A postura bem-humorada e menos ideológica dos feminismos brasileiros tem muito a dizer sobre esse contraste. De fato, não é à toa que dizemos estar em uma primavera feminista, por estarmos ainda a colher as flores das conquistas que começaram timidamente em 1970 e ganharam mais turbulência em 1980. Flores essas que parecem não ter espinhos em seus caules — ou eles são ignorados.
As páginas no Facebook, as campanhas contra assédios e os gritos de guerra em tom bem-humorado — “se liga seu machista, a américa-latina vai ser toda feminista” –, fazem jus à dinâmica dos feminismos que emergem no Brasil atualmente.

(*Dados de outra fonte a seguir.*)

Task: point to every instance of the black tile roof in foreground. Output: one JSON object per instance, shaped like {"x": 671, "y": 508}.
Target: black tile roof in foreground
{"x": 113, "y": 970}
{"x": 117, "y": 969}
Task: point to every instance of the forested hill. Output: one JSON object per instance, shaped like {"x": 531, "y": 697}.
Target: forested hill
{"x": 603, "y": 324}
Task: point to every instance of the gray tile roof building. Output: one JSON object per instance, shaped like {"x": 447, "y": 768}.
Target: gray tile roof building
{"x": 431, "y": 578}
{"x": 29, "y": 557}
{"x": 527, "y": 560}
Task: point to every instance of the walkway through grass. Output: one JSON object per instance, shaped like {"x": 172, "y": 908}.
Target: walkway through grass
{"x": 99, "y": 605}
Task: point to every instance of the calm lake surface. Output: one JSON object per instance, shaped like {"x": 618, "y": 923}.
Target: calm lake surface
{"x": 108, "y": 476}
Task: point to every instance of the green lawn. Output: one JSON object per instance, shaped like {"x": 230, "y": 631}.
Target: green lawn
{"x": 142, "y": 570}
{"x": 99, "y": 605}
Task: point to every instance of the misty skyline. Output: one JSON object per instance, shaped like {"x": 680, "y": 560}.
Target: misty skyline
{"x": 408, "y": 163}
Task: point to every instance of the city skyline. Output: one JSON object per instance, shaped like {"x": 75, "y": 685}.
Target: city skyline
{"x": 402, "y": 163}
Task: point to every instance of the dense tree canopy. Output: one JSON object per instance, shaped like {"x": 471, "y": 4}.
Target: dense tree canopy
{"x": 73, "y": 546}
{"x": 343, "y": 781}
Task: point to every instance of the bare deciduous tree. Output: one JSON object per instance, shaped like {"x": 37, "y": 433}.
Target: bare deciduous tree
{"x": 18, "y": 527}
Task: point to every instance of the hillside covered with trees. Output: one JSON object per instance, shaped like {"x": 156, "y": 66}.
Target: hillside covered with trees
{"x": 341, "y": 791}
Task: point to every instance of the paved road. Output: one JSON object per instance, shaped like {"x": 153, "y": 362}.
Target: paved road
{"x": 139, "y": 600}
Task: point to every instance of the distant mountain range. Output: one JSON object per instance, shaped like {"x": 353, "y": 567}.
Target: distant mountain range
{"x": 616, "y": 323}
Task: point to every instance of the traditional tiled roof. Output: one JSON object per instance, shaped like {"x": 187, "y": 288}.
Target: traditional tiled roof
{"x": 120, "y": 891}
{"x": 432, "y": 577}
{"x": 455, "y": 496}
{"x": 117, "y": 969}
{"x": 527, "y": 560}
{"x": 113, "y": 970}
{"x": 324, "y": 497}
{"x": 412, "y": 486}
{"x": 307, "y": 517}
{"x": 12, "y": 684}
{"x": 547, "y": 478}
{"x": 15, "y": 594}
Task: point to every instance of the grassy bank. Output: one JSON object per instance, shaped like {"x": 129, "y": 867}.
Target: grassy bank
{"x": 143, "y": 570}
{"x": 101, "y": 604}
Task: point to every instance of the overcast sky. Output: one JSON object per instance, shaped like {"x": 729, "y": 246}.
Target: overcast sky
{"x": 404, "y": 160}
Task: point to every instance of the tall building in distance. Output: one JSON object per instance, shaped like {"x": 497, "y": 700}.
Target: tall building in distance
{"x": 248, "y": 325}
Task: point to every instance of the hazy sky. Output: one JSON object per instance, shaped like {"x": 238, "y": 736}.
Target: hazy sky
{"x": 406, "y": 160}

A Marcha das Vadias, um dos movimentos que se tornaram mais emblemáticos por aqui, traz a imagem de estudantes bonitas que tiram a roupa e gritam ser vadias, quebrando um código a partir disso. É de se detectar que existe um risco de que o nosso movimento nunca passe de um feminismo personalista, individual, que banaliza a palavra “empoderamento” em clima de desabafo e pouca ação.
Não nos chocamos tanto quando quatro meninas na cidade de Castelo no Piauí foram estupradas, violentadas e jogadas de um penhasco em maio do ano passado, assim como sofreu Lucía Peréz. Foi preciso um crime bárbaro como o estupro de uma adolescente por 33 homens para que começássemos a reagir contra a cultura do estupro
Nossa ficha demorou a cair em solidariedade às vizinhas argentinas. Estamos em descompasso com mobilizações mais unificadas e a dúvida que paira é se estaríamos a dar passos menos largos do que as argentinas ou se nosso modo de avançar é diferente.
Entretanto, entendo que nossos feminismos não se limitam a poucas causas e têm posto a boca no mundo com questões antes paralisadas no país hipócrita da cultura do corpo e da beleza. Se o pessoal demorou a se tornar político aqui, e ainda não se encontra tão político assim, entendo que andamos a nosso modo.
Nossas possibilidades são deveras animadoras. Renascemos com a transformação social e cultural de agitações também no mundo off-line, como de mulheres de periferia, do hip-hop, movimento estudantil e MST, sendo promissoras e mais pragmáticas e percebendo cada vez mais as contradições do universo machista.